Po raz pierwszy robię pisanki sama :) Tak prezentują się te moje pierwsze " cuda" jeśli można tak o nich powiedzieć :)
Jako pierwsza powstała pisanka z cekinów, paluszki bolały od wbijania szpilek :)
poszło ich 1, 5 opakowania :) Oto ono przepraszam za jakość zdjęcia ale światło
strasznie odbija się od cekinów :)
Kolejnym jajkiem było jajko z tasiemek i cekinów :)
Kilka dni później znalazłam w domu kilka kawałków muliny i powstały dwa kolejne jajka :)
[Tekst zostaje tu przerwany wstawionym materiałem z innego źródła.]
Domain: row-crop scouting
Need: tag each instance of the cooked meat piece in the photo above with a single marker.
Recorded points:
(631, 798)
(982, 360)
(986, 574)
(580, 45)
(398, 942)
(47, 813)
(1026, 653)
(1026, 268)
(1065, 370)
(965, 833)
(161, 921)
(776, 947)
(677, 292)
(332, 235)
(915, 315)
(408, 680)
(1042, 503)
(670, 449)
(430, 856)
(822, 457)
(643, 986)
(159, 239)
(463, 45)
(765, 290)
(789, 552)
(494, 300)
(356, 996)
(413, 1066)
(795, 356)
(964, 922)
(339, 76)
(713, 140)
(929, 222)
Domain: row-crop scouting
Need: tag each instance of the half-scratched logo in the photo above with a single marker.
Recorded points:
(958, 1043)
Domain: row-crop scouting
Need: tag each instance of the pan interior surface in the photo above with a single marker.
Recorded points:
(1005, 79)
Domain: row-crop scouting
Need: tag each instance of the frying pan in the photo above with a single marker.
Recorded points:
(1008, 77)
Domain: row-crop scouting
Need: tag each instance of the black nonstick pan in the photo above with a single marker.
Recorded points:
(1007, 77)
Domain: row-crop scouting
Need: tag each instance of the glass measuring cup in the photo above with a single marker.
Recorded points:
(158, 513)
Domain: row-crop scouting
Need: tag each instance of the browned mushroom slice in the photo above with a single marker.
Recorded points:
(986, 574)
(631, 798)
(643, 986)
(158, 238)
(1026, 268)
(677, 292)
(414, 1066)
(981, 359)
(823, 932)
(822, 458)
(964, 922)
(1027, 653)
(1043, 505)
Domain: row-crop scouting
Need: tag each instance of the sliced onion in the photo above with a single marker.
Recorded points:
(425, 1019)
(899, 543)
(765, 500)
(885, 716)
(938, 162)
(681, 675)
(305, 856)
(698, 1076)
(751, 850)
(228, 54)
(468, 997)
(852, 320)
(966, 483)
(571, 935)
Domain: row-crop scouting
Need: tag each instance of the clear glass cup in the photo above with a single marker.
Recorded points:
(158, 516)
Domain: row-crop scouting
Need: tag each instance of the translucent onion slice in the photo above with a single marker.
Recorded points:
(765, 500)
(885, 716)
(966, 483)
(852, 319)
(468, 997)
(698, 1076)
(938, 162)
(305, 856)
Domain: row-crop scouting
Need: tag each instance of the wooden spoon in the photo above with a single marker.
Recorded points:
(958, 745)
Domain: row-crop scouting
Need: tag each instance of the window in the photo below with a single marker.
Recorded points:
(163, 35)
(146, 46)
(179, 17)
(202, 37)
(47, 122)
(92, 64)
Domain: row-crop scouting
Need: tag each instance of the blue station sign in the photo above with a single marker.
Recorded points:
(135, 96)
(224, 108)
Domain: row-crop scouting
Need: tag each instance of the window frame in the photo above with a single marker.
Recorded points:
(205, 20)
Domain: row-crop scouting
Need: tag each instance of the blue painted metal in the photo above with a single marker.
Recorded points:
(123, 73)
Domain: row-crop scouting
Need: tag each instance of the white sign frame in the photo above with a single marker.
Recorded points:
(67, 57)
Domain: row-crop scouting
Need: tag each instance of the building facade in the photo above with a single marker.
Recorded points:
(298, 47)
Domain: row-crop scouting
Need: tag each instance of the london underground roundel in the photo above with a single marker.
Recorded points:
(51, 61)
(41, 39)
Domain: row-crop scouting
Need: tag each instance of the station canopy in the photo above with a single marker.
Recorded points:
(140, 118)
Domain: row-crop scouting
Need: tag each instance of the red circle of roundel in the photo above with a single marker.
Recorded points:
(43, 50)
Gdy brakło muliny zaczęłam przeszukiwać strony internetowe w poszukiwaniu inspiracji
i znalazłam pisanki, które robione były z bibuły. Postanowiłam spróbować i zaczęłam skręcać bibułę ( nad tym trzeba jeszcze popracować :) ) nie miałam pomysłu jak je ozdobić i padło quilling. Od razu w głowie zaświtało że może to być ciekawe, postanowiłam więc spróbować swoich sił w tej oto metodzie :) Moje kwiatuszki jeszcze takie troszkę nie udolne ale mam nadzieje że dojdę do wprawy :)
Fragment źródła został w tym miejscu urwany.